The first counter-example to pop into my head (and Saika’s, for that matter) was Asterix, The Gaul. The comic, in case you don’t know, is about a Gallic warrior, a small man, but an excellent tactician who gains super-strength when he drinks a druid-brewed potion. He uses this strength to resist Roman occupation and go on adventures all throughout Europe (his upcoming adventure, which will be published on October 24th, 2013, will take him all the way to Scotland). The character’s influence on French popular culture is self-evident. The title’s original 34-volume run lasted fifty years (1959-2010), continuing through the death of its original writer because of popular demand. The character has been used in Olympic campaigns and even has a satellite named after him. He has come to embody the cultural concept of savoir-faire, that is, to be situationally adroit, and his series has sold upwards of 300 million comics worldwide. The release of the next book is one of the world’s most anticipated.

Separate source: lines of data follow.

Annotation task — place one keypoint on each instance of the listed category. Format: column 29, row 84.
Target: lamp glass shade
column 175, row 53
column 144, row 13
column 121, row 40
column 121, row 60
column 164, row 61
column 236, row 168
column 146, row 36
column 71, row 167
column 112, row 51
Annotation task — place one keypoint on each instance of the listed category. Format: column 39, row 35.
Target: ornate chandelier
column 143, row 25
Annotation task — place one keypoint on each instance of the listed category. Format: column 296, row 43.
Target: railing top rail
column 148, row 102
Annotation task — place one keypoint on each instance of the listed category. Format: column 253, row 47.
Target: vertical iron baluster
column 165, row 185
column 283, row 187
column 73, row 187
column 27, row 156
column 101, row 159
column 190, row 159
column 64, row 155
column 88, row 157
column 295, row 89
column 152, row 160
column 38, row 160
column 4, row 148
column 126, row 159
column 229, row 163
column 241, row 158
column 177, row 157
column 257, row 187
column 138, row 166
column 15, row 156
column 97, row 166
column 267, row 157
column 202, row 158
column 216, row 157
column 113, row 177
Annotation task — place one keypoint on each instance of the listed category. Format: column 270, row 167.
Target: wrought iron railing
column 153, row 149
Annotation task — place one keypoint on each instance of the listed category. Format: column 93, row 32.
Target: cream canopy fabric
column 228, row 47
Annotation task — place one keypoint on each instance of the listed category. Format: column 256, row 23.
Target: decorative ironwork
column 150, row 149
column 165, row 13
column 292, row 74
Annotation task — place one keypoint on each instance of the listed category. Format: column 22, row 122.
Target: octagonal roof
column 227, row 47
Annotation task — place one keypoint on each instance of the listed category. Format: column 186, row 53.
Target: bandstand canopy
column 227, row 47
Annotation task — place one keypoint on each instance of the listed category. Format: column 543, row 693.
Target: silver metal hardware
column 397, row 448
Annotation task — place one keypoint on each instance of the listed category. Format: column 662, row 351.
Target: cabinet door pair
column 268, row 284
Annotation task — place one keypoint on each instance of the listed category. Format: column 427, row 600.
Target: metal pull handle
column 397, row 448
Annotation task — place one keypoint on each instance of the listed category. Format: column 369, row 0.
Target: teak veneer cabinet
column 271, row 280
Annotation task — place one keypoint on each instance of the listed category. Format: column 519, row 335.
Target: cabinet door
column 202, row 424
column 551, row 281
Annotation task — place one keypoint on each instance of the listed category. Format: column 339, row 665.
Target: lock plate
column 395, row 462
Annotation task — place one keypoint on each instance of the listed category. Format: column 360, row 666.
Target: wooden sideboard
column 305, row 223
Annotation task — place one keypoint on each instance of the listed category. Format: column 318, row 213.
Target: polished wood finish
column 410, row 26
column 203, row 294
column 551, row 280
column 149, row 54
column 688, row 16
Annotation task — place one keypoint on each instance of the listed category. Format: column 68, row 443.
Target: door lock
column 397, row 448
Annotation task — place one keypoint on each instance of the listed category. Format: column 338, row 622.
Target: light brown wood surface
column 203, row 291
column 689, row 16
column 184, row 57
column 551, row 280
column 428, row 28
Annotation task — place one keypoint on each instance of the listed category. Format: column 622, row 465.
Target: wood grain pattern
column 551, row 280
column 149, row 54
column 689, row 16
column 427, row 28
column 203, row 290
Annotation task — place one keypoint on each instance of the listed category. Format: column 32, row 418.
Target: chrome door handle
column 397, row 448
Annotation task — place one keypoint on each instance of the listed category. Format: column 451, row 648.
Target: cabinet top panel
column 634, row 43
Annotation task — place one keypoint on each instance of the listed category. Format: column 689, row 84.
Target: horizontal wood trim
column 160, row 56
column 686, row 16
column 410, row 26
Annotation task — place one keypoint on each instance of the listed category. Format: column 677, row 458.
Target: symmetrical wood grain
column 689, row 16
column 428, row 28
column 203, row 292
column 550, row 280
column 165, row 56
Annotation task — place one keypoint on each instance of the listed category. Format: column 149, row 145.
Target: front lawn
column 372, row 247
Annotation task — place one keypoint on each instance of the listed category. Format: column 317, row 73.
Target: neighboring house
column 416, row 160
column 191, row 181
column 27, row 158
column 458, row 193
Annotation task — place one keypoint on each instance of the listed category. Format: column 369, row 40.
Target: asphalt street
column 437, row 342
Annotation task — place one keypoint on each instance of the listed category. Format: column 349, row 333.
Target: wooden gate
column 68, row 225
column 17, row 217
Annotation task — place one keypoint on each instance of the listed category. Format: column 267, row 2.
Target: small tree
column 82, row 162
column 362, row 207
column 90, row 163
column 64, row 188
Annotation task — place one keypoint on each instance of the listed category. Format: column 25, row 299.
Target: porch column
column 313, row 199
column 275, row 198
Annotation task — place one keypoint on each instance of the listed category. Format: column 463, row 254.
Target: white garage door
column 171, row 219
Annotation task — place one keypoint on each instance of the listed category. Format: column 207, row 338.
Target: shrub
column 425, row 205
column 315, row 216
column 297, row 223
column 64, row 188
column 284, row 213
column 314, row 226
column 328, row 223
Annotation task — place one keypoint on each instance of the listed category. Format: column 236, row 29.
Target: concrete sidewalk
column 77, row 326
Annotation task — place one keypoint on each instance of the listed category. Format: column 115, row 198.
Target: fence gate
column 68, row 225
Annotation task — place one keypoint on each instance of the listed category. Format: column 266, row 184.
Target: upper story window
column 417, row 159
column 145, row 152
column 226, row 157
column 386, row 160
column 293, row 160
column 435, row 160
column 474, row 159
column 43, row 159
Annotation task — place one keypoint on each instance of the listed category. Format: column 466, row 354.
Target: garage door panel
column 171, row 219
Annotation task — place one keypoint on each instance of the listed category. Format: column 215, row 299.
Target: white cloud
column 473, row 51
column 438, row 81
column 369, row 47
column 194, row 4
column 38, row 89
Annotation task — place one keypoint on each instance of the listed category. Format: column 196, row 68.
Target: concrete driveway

In terms of comic books and national identity, you wouldn’t go wrong checking out Captain Canuck, or the even cooler Nelvana of the Northern Lights, who was one of the first female comic book heroes, debuting back in 1941 ahead of Wonder Woman by a matter of months. Her name, powers, and deeds of derring-do reference the legends of indigenous Canadians, so she’s as Canadian a superhero as we’re likely to encounter. She’s also the namesake of Nelvana Limited, a Canadian entertainment company with numerous familiar franchises to their name.
It’s easy to miss, if you think of them solely as idle diversions, but comic books are just one of the many art forms we use to work out our national identity and how we relate to the issues and problems we face as a society. Now that we’ve adopted comics as an art form, it seems the world simply will not do without them.